With all the data collected in the previous steps and through the analysis of the complementary instruments, the therapist should develop the case formulation. This process includes functionally analyzing the complaint-behavior, establishing the target behavior(s) of the intervention, and defining the form of action (cf. Eells, 2007).

For the feedback session, only the presence of the caregivers is required. Feedback is given on the clinical observations, the initial hypotheses, the initial intervention plan, and the structure of the work to be performed. Next, the aspects that the therapist believes should also be the target of the intervention should be presented. It is worth noting that not always what is put forward by the parents as a complaint covers what the therapist observed as clinical demand during the evaluation process. Thus, it is recommended that in the feedback session the therapeutic objectives be aligned with those of the parents so that they can adjust their expectations in relation to the therapeutic work. In this way, parents can also actively participate in the intervention, increasing engagement and therefore the possibility of successful therapy. Objectives are usually related to aspects that should be managed throughout the therapeutic process, both in relation to the child’s repertoire and to the manipulation of environmental variables. Such objectives must obey a priority criterion, since covering all issues at the same time may cause the intervention to lack the solidity required for change. Therefore, the relevance of a given objective should be verified at each moment of the progress of the case, as well as the possibility of reaching the goal and the intermediate steps necessary for the long-term objectives to be achieved (Eells, 2007).

Regarding the structure of the work to be done, each case has its own particularities. In some cases, the intervention occurs more directly with the child. For example, one may aim to develop repertoires of naming feelings and ability to tolerate discomfort, which will allow the child to be more successful in dealing with the challenges posed by the environment. In other cases, a more intense parental participation may be crucial for the clinical intervention to allow the rearrangement of environmental contingencies through parental guidance and/or training or family sessions. Many times, the active participation of school professionals is also requested, as they constitute an important part of the child’s environment.

The request for parents’ participation, either more distantly or more closely, often faces some barriers. Some parents are unwilling to engage directly in the therapeutic process, justified by lack of time, low motivation to review their parenting practices, or by the expectation that the issue will be solved without the family’s involvement. When these and other difficulties are observed, it is important that the parental motivation to participate in therapy is investigated and that the need for the parents’ active partnership is clarified for the development of the work.

In addition to the points raised, the need for periodic monitoring of therapeutic objectives both for verification of the effectiveness of the process and for the establishment of the following objectives is also emphasized.
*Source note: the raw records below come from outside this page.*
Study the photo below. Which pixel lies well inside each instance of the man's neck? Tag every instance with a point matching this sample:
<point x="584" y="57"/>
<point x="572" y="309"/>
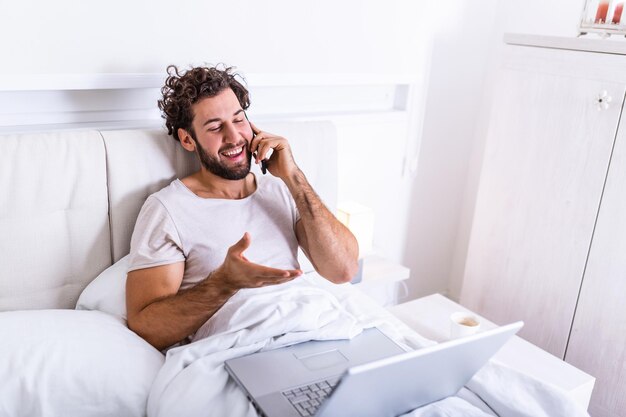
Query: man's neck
<point x="207" y="185"/>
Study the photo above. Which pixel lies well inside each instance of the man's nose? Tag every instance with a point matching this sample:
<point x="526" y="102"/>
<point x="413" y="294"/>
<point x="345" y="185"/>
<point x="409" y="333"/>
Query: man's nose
<point x="231" y="134"/>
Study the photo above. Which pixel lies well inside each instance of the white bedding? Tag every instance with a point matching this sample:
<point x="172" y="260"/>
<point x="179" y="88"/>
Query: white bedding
<point x="193" y="381"/>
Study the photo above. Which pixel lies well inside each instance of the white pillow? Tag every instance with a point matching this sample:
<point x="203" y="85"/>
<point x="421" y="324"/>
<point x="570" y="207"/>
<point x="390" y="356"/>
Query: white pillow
<point x="73" y="363"/>
<point x="107" y="293"/>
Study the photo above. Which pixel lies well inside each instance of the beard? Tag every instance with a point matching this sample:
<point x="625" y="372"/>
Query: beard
<point x="217" y="167"/>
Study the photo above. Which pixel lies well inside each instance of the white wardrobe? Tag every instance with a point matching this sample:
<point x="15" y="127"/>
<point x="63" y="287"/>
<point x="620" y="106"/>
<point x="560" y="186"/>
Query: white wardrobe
<point x="548" y="241"/>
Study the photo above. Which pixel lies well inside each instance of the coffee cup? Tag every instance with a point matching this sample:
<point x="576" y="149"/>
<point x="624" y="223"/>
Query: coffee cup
<point x="463" y="324"/>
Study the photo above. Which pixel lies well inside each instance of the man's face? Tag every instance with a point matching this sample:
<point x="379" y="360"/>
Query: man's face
<point x="222" y="134"/>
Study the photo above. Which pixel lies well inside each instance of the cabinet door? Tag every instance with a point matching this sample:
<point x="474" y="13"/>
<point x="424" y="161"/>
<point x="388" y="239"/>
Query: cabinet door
<point x="598" y="341"/>
<point x="545" y="163"/>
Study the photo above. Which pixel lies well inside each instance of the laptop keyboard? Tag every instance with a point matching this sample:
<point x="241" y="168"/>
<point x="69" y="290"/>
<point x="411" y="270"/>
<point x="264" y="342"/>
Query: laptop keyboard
<point x="307" y="399"/>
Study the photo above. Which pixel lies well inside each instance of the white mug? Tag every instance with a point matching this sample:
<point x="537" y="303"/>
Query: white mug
<point x="463" y="324"/>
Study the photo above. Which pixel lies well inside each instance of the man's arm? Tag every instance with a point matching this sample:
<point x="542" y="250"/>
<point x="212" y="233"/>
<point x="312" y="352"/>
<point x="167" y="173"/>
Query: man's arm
<point x="329" y="245"/>
<point x="162" y="315"/>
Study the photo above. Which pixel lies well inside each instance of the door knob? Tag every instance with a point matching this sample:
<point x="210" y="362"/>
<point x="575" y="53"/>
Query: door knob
<point x="603" y="100"/>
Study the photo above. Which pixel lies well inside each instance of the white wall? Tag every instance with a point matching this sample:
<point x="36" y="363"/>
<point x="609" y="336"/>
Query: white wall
<point x="269" y="36"/>
<point x="554" y="18"/>
<point x="259" y="37"/>
<point x="422" y="220"/>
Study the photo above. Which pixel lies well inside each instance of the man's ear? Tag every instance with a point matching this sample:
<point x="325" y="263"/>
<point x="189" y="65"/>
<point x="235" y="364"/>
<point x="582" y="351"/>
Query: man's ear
<point x="186" y="140"/>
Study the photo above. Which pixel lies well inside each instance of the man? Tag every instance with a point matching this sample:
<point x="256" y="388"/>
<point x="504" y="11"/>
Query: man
<point x="187" y="250"/>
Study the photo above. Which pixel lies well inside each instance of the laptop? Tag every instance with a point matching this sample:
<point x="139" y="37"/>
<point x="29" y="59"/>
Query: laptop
<point x="368" y="375"/>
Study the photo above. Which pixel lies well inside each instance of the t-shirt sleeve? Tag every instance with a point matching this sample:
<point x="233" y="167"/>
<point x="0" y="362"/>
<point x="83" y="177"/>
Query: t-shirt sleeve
<point x="155" y="240"/>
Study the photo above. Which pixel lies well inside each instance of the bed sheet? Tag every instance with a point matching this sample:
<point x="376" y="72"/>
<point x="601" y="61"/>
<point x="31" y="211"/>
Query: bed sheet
<point x="193" y="380"/>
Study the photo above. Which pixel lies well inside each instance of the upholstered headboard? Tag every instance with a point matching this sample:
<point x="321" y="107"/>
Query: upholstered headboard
<point x="70" y="199"/>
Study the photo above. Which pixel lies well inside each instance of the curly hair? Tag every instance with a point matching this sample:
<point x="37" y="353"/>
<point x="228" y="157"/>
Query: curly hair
<point x="183" y="89"/>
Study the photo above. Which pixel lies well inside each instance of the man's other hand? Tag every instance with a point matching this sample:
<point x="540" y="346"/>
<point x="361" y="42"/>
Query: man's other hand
<point x="280" y="163"/>
<point x="237" y="272"/>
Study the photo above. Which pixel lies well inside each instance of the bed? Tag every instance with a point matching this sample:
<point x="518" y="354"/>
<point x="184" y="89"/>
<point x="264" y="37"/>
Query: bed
<point x="68" y="205"/>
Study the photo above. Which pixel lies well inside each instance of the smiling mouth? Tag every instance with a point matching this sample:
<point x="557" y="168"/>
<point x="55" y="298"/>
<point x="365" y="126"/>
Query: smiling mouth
<point x="234" y="152"/>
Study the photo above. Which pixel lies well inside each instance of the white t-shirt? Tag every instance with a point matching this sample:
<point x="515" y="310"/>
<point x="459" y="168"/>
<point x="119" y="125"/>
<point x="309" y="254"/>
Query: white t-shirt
<point x="176" y="225"/>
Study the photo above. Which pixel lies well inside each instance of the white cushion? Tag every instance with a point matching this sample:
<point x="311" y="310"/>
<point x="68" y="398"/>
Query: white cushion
<point x="73" y="363"/>
<point x="53" y="217"/>
<point x="107" y="293"/>
<point x="140" y="162"/>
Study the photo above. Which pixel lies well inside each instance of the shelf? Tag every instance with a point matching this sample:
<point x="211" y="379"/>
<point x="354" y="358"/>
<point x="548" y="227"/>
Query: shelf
<point x="588" y="43"/>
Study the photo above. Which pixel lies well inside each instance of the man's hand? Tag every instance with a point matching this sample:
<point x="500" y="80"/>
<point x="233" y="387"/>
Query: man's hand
<point x="237" y="272"/>
<point x="281" y="163"/>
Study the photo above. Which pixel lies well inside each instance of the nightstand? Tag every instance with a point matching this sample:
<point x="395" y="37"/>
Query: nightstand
<point x="430" y="317"/>
<point x="382" y="279"/>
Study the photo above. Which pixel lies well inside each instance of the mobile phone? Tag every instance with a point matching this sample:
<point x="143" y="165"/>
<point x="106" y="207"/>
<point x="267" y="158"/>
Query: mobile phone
<point x="263" y="161"/>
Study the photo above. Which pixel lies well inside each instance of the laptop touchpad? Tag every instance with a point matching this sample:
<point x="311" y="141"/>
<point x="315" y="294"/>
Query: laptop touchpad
<point x="321" y="360"/>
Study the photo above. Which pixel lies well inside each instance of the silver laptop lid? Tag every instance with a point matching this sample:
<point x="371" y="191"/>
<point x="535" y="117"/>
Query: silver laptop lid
<point x="396" y="385"/>
<point x="276" y="370"/>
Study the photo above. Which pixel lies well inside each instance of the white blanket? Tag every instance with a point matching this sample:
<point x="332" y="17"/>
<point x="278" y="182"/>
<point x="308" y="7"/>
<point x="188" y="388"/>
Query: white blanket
<point x="193" y="381"/>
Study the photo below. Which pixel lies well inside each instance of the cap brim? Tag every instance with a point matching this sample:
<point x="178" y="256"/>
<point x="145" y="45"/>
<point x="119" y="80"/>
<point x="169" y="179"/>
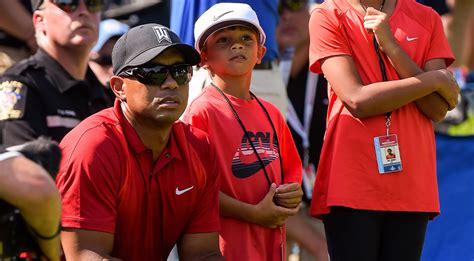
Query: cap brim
<point x="226" y="24"/>
<point x="190" y="55"/>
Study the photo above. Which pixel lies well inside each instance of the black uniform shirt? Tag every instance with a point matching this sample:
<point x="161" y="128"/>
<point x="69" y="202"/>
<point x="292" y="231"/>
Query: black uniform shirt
<point x="39" y="97"/>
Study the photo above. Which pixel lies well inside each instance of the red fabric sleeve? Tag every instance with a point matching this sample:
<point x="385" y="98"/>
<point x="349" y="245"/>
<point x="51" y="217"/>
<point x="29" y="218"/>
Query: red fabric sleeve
<point x="439" y="45"/>
<point x="206" y="214"/>
<point x="88" y="183"/>
<point x="292" y="166"/>
<point x="326" y="38"/>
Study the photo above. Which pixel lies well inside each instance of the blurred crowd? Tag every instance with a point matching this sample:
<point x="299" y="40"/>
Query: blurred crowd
<point x="74" y="79"/>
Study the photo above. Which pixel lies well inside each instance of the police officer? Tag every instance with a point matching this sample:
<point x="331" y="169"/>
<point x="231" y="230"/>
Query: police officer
<point x="52" y="91"/>
<point x="17" y="34"/>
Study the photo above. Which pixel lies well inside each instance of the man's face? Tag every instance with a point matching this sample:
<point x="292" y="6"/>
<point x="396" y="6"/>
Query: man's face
<point x="79" y="28"/>
<point x="156" y="104"/>
<point x="233" y="51"/>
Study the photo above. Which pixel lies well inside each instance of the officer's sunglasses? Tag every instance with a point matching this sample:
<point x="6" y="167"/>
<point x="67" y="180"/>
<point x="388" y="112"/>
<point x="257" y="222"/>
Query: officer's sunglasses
<point x="291" y="5"/>
<point x="69" y="6"/>
<point x="157" y="74"/>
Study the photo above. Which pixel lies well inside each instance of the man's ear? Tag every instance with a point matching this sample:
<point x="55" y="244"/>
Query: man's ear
<point x="118" y="85"/>
<point x="38" y="20"/>
<point x="262" y="50"/>
<point x="203" y="62"/>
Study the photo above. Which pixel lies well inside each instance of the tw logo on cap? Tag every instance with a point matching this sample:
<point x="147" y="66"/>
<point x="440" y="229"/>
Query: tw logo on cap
<point x="162" y="34"/>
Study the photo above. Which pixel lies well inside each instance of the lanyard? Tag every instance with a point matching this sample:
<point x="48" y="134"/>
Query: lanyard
<point x="384" y="78"/>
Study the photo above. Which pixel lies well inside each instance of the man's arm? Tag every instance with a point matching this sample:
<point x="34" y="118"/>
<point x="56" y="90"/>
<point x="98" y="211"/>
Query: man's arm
<point x="80" y="244"/>
<point x="17" y="21"/>
<point x="199" y="246"/>
<point x="27" y="186"/>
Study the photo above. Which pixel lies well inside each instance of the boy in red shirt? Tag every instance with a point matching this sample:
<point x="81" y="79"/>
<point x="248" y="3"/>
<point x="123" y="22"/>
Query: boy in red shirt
<point x="261" y="175"/>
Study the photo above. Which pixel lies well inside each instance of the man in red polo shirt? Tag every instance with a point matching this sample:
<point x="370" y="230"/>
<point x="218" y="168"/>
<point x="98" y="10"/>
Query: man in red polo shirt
<point x="133" y="180"/>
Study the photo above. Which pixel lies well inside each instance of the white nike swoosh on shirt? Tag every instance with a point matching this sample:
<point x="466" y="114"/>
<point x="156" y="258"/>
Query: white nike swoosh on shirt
<point x="179" y="192"/>
<point x="411" y="38"/>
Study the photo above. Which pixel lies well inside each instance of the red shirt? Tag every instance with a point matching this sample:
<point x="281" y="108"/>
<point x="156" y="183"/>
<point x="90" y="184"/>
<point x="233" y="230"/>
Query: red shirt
<point x="347" y="173"/>
<point x="109" y="183"/>
<point x="242" y="176"/>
That is, despite the information obtained and the objectives outlined in the initial assessment, it is understood that the assessment process needs to be maintained throughout the psychotherapeutic care. Additionally, it is understood that the verification of the effectiveness of the process should be composed by the report of the parents, the child, and other people of the acquaintanceship, as well as by the clinical observation of the therapist in session.

Conclusion

This chapter aimed to present a proposal for an initial structured assessment that includes an interview with the parents, observation of the child and of parental practices, and contact with the school and other professionals involved in the case. A proper delineation of the case may contribute to more targeted and effective interventions, increasing the likelihood of success in therapeutic intervention. Finally, it is worth pointing out that this is a specific proposal for a comprehensive topic, which is not restricted to a single model. Thus, it is expected that a continuous improvement of this model will occur.